In theory, software as a service (SaaS) should be a cost-effective option for IT executives who don't want to deal with the hassle and expense of installing and supporting software for users. By tying into a Web-based software service that users can access with a browser, IT departments can avoid the costs of adding servers, powering servers or even setting aside space for them in a data center. And since the software is supported by a managed service provider, IT managers don't need dedicated staffers to deal with help-desk-related issues.
So SaaS is cheaper than installing your own software, right? Don't count on it. "If you go into a SaaS agreement believing it's going to be less expensive under all circumstances, you should reorient your thinking," says Rob DeSisto, an analyst at Gartner Inc. There are all kinds of extraneous expenses that SaaS customers need to be aware of, according to DeSisto. Those include setup costs, training fees, storage limits and the costs of integrating with other applications.
Here are the top 10 gotchas in SaaS agreements that corporate customers should watch out for:
1. "I agree" to what? SaaS providers typically send electronic contract notifications to customers with an "I agree" button for them to click, says Pat Cicala, president and CEO of Cicala & Associates, a consulting firm in Hoboken, N.J. "People usually get sick of reading these agreements online and end up clicking 'I agree,'" says Cicala.
IT organizations that are poorly governed or don't have a centralized Web licensing strategy run a significant risk of having business leaders agreeing to software terms they're not familiar with. "You've got business buyers making a lot of the contractual decisions, and they're not savvy in a lot of the contractual issues," says DeSisto. For instance, most business leaders don't know enough to ask if the vendor's data center is staffed by people with proper security certifications or if the vendor is ready to comply with the SAS 70 auditing standard.
2. Easy installment plans.
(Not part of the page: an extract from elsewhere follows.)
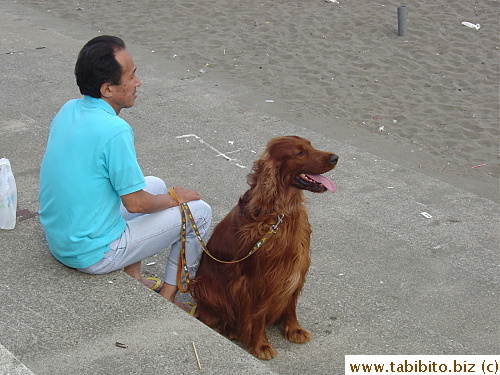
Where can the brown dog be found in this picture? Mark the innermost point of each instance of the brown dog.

For customers, one attractive characteristic of SaaS agreements is that they don't require a huge upfront financial commitment to start a service. But even though there are advantages to paying for the service on a monthly or quarterly basis, few customers realize that they can pare their yearly costs by 5 percent to 15 percent if they pay for an annual SaaS agreement all at once, says Michael Mankowski, senior vice president of Tier 1 Research in Minneapolis.
Customers should also obtain the rollout plan for the software in writing, says Mankowski. Find out what the vendor's rollout capacity is, he says. Will it add 100 of your users per week? Per month?
3. Missing SLAs. Service-level agreements, such as those guaranteeing vendor response time, are a critical component of SaaS contracts, says Mankowski. Some vendors provide SLAs with the contract, while others charge extra fees for SLAs or don't provide them at all, he says. "If it's a business-critical application and you need five 9s uptime, you need to make sure that's covered in the agreement with your SaaS provider," Mankowski says. Also, contracts should stipulate penalties such as credits or givebacks if service levels aren't met, says Jeff Kaplan, managing director at ThinkStrategies, a consulting firm in Wellesley, Mass.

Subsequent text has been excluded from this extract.